Sex and the Kitchen is the personal website of San Francisco chef Andrea Froncillo. Andrea celebrates romance and cooking, encouraging you to slow down and enjoy life’s pleasures - from the foods and flavors that surround you…to the lover you embrace.

Fritto Misto

Fritto misto is an Italian favorite, made by coating vegetable pieces in a light batter and frying them quickly for a light, crunchy snack with a light aioli for dipping. Delightful!

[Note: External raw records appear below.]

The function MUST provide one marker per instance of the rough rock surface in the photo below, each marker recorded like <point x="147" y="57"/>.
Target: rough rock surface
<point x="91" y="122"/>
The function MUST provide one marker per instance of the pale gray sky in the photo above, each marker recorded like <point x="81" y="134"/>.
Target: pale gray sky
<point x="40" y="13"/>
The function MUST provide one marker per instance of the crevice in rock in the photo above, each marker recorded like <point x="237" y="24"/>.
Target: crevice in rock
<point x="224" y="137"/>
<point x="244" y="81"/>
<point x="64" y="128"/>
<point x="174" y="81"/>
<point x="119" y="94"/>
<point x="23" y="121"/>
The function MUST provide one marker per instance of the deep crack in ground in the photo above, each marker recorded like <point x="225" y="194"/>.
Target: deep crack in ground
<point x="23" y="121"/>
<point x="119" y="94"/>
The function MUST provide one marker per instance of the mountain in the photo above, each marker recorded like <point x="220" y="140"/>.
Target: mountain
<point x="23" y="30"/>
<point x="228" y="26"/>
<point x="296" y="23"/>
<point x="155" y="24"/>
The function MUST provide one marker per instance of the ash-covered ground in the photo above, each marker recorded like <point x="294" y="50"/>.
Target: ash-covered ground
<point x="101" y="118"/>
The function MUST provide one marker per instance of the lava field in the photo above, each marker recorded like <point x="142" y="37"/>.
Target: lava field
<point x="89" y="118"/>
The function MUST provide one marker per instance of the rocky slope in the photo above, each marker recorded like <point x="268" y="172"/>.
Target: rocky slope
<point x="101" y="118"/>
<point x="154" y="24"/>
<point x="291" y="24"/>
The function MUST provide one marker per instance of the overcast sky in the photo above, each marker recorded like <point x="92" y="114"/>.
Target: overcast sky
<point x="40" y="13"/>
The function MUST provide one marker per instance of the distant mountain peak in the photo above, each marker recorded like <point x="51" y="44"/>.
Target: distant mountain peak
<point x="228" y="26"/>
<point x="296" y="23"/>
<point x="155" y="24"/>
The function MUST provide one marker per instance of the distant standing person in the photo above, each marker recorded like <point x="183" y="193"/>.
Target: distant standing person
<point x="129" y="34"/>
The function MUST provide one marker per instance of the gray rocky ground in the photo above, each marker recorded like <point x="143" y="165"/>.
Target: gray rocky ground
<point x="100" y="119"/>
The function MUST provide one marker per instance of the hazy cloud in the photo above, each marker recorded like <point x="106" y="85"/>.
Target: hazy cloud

Ingredients: Print Ingredients

• 1/2 cup white flour
• 1/2 cup cornstarch
• 1/2 cup fine grain semolina
• Sea salt
• Freshly ground black pepper
• 2 eggs
• Artichoke hearts
• Zucchini, cut into thin spears
• Maui (sweet) onions, cut into thick rings
• Whole sweet green peas
• Fennel, chopped into rounds
• Green beans, ends snapped off
• Olives, pitted and soaked in water to remove excess salt
• Olive oil for frying
• Lemon wedges
• 1 bunch tarragon, coarsely chopped


Heat the oil in a deep, heavy pan over high heat until it just reaches the smoking point, about 350 degrees.

Mix together the flour, cornstarch and semolina. Season with salt and pepper. In a separate bowl, beat the eggs together and dip the vegetables into the eggs; then dredge them lightly in the flour mixture, a few pieces at a time. Tap to remove excess. Working in small batches, place pieces in fry basket and plunge into hot oil for 2 to 3 minutes, or until golden brown and crispy. Remove and drain on paper towels.

Arrange on a serving plate. Sprinkle with tarragon. Serve with lemon wedges or lemon aioli (see the web site for recipe).